Putin’s foreign policy aide, Yuri Ushakov, told reporters last week that the Russian president is expected to meet Xi at the summit. The Kremlin declined to give details of their talks. China has yet to confirm Xi’s travel plans.
The meeting will give Xi an opportunity to assert his influence while Putin can demonstrate Russia’s inclination toward Asia; Both leaders can show their opposition to the United States just as the West seeks to punish Russia for the Ukraine war.
said George Magnus, author of “Red Flags,” a book about Xi’s challenges.
“In particular, I imagine Xi would be more concerned about how Putin’s war goes and whether Putin or Russia plays out at some point in the near future because China still needs anti-Western leadership in Moscow.”
Russia suffered its worst defeat of the war last week, as it abandoned its main stronghold in northeastern Ukraine. Read more
The deepening of the “borderless” partnership between the rising superpower of China and the natural resource giant of Russia is one of the most interesting geopolitical developments in recent years – and one that the West is watching with alarm.
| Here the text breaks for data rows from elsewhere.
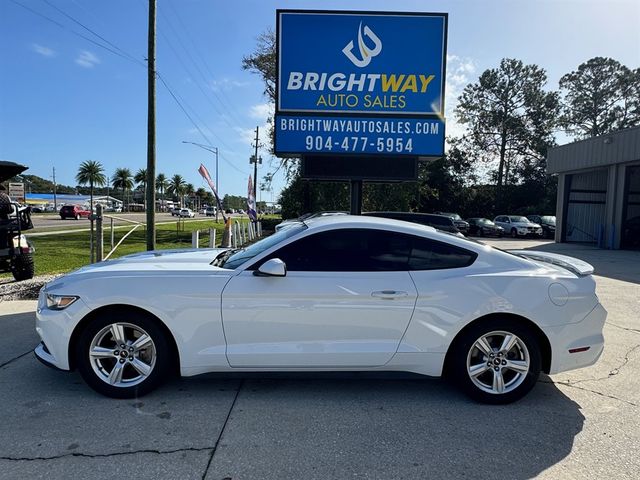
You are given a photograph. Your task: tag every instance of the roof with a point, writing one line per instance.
(602, 151)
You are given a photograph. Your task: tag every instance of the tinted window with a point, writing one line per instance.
(369, 250)
(347, 250)
(430, 255)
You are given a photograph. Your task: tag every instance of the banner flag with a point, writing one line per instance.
(205, 174)
(251, 203)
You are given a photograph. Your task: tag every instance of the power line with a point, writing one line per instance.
(222, 99)
(182, 107)
(125, 55)
(91, 31)
(193, 62)
(64, 27)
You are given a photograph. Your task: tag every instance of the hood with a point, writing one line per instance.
(159, 261)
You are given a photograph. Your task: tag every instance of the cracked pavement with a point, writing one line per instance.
(579, 424)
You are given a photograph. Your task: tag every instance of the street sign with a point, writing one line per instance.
(16, 192)
(359, 135)
(360, 83)
(361, 62)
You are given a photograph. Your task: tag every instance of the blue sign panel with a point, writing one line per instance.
(361, 63)
(352, 135)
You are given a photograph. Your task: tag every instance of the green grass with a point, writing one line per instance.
(69, 251)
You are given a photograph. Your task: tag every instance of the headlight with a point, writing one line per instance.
(59, 302)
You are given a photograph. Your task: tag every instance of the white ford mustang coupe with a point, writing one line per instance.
(337, 293)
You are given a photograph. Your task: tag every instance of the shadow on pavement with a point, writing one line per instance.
(372, 428)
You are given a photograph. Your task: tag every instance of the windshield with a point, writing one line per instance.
(237, 257)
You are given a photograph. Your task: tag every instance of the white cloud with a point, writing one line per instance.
(87, 59)
(42, 50)
(261, 111)
(460, 72)
(226, 84)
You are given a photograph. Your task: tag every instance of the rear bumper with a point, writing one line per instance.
(580, 335)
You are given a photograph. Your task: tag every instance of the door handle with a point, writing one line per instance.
(389, 294)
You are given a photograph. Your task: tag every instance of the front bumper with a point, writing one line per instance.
(586, 333)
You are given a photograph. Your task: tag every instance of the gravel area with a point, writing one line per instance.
(25, 290)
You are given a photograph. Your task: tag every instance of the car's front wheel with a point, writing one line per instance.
(496, 362)
(123, 354)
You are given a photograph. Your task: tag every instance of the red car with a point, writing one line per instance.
(73, 211)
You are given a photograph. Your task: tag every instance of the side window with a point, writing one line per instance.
(347, 250)
(431, 255)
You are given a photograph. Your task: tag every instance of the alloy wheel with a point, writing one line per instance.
(122, 354)
(498, 362)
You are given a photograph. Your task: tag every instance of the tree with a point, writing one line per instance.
(509, 118)
(91, 172)
(601, 96)
(141, 179)
(161, 184)
(123, 180)
(176, 187)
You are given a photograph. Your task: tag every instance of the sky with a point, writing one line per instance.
(64, 99)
Once the main partner in the global communist hierarchy, Russia is now considered, after the 1991 collapse of the Soviet Union, a junior partner to a rising communist China that is expected to overtake the United States as the world’s largest economy in the next decade.
Despite the many historical contradictions in the partnership, there is no sign that Xi is willing to abandon his support for Putin in Russia’s most serious confrontation with the West since the height of the Cold War.
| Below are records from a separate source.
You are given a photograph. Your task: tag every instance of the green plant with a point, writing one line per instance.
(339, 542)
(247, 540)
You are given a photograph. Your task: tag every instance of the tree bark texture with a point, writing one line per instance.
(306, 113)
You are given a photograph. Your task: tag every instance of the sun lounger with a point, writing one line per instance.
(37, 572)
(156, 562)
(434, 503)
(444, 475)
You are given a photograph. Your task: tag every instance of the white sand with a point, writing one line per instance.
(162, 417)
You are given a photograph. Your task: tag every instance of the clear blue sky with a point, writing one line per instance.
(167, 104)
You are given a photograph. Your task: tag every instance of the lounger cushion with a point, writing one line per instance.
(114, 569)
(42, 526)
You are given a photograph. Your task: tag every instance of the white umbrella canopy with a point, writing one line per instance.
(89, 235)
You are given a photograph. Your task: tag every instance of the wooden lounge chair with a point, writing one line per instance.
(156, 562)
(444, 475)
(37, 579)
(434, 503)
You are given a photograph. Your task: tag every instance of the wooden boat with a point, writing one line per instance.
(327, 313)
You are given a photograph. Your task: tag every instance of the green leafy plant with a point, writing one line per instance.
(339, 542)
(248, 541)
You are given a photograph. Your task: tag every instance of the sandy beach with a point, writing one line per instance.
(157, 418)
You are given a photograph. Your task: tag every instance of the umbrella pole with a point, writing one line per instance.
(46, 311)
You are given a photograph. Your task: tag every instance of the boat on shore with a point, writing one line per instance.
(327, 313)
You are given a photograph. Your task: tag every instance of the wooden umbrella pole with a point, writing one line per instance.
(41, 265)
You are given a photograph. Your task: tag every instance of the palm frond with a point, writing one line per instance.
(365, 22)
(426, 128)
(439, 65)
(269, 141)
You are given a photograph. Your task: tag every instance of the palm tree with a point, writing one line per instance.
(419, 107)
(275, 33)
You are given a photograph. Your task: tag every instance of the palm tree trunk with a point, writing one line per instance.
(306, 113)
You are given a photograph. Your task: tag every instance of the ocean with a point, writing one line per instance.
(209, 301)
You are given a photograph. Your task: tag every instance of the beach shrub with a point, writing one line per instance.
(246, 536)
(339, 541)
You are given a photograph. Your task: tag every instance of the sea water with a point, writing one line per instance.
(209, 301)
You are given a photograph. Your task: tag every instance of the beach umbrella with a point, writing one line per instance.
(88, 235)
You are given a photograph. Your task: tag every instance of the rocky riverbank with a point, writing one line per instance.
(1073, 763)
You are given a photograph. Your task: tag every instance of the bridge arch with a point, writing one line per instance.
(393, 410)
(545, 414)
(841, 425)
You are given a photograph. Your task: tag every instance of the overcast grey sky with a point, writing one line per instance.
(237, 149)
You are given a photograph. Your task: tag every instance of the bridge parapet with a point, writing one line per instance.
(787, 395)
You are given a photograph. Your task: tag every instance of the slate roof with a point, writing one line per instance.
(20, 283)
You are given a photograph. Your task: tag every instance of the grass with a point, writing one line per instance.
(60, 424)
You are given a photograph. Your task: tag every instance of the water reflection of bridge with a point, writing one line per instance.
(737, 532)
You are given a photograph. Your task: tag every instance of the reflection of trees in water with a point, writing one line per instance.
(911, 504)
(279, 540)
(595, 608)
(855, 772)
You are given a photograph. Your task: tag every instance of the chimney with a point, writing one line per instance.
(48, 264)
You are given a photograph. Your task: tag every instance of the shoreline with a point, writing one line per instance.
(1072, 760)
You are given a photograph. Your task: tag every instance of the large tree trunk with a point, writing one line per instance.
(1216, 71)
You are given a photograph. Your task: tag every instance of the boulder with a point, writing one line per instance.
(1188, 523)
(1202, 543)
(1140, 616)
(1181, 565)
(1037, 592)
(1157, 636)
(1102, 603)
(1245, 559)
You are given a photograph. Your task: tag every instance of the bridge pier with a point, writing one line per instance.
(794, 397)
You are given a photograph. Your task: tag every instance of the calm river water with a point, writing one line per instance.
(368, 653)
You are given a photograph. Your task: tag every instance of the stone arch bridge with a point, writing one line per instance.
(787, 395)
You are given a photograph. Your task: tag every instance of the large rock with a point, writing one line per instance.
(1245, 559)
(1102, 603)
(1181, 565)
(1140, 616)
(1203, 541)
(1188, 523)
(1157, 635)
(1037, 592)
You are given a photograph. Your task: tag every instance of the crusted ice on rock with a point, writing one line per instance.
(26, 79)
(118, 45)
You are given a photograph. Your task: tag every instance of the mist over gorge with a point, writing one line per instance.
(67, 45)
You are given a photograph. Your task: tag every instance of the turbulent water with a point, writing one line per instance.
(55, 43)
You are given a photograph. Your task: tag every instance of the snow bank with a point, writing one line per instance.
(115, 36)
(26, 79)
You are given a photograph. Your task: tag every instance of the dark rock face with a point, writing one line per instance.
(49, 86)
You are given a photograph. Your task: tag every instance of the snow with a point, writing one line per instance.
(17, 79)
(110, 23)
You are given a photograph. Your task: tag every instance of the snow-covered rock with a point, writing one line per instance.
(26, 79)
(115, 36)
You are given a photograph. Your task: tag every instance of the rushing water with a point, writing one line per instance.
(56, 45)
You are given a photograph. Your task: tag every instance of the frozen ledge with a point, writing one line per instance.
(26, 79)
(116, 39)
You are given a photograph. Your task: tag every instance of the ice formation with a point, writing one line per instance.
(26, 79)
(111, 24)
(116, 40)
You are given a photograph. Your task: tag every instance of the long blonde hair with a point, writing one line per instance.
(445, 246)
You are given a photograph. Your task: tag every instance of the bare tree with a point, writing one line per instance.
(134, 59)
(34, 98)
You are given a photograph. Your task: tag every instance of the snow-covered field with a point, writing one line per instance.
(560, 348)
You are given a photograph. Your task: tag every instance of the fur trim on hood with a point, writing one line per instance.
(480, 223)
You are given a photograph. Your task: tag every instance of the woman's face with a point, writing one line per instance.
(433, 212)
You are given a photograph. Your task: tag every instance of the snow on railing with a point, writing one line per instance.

Instead, the two 69-year-old leaders are working to deepen ties. Trade rose by nearly a third between Russia and China in the first seven months of 2022.
Alexander Korolev, a senior lecturer in politics and international relations at the University of New South Wales, said the visit “shows that China is ready not only to continue ‘business as usual’ with Russia, but even to show clear support and accelerate the formation of a stronger alliance between China and Russia.” Sydney.
“Beijing is reluctant to distance itself from Moscow even as it faces severe reputational costs and the risk of becoming the target of secondary economic sanctions.”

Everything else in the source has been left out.